April 1st, 2010
In its promotions for the show, FOX sells Fringe based on the tagline “New Cases. Endless Possibilities.” But what’s interesting, and ultimately enormously compelling, about “Peter” is that the possibilities aren’t endless at all: we know what happened to Peter at the age of 7, and we know the key parties involved, so the show isn’t interested in endless possibilities so much as it is interested in interpreting what we already know.
There’s a challenge in this type of episode, especially for a show that has created such a strong dichotomy between its standalone episodes and its mythology-driven stories; fans may go in expecting answers to big questions, and while “Peter” offers a couple of interesting tidbits and some neat connections it is first and foremost a story about the limits of humanity as opposed to the potential of technology. It is a starkly human story, largely taking for granted its science fiction premise in favour of a fantastic depiction of a man struggling against the inevitable and risking everything to save a life that wasn’t his to save, to right a wrong that was not his fault.
In the process he changed the course of time and space, and this show became both possible and extremely compelling, but for this hour none of that mattered compared to the love shared between parents and their children. “Peter” is a stellar negotiation of Walter Bishop and his dances with the dark side of morality, and in the hands of John Noble and with some nice stylistic flourishes, it is certainly one of the show’s strongest hours, if one that they’ll never be able to duplicate again.

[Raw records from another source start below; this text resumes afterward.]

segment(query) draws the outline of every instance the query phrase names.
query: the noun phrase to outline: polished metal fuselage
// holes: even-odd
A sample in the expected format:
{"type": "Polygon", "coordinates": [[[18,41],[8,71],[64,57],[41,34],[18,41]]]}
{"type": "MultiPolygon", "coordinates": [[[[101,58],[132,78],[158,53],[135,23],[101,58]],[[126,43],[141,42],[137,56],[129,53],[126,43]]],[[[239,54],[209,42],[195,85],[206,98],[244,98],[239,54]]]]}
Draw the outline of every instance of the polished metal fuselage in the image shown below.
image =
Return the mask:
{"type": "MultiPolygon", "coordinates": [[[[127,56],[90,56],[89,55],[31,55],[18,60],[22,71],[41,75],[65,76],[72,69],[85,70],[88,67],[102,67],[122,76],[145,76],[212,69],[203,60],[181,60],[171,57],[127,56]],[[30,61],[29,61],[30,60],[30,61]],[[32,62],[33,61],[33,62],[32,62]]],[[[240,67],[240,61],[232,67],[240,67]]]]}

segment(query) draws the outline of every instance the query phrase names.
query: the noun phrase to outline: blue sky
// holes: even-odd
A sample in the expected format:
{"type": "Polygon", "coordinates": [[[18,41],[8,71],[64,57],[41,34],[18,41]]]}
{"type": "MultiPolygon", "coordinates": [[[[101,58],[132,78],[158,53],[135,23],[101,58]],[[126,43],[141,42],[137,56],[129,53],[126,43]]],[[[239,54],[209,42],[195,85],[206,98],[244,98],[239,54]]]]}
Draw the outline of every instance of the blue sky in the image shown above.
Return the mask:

One of the problems with Walter Bishop as a character is that science has more or less been his only defence: “Jacksonville,” the last episode before the break, was a fine example of the limitations of that particular line of argumentation, as Olivia witnesses what he subjected her to as a child. Yes, Walter could make the argument those trials gave Olivia an important ability, and you could even argue that that ability saved those people’s lives in the hotel that disappeared into the alternate universe, but Walter and William Bell performed too many experiments with too many consequences for him to be able to live down the carnage he created.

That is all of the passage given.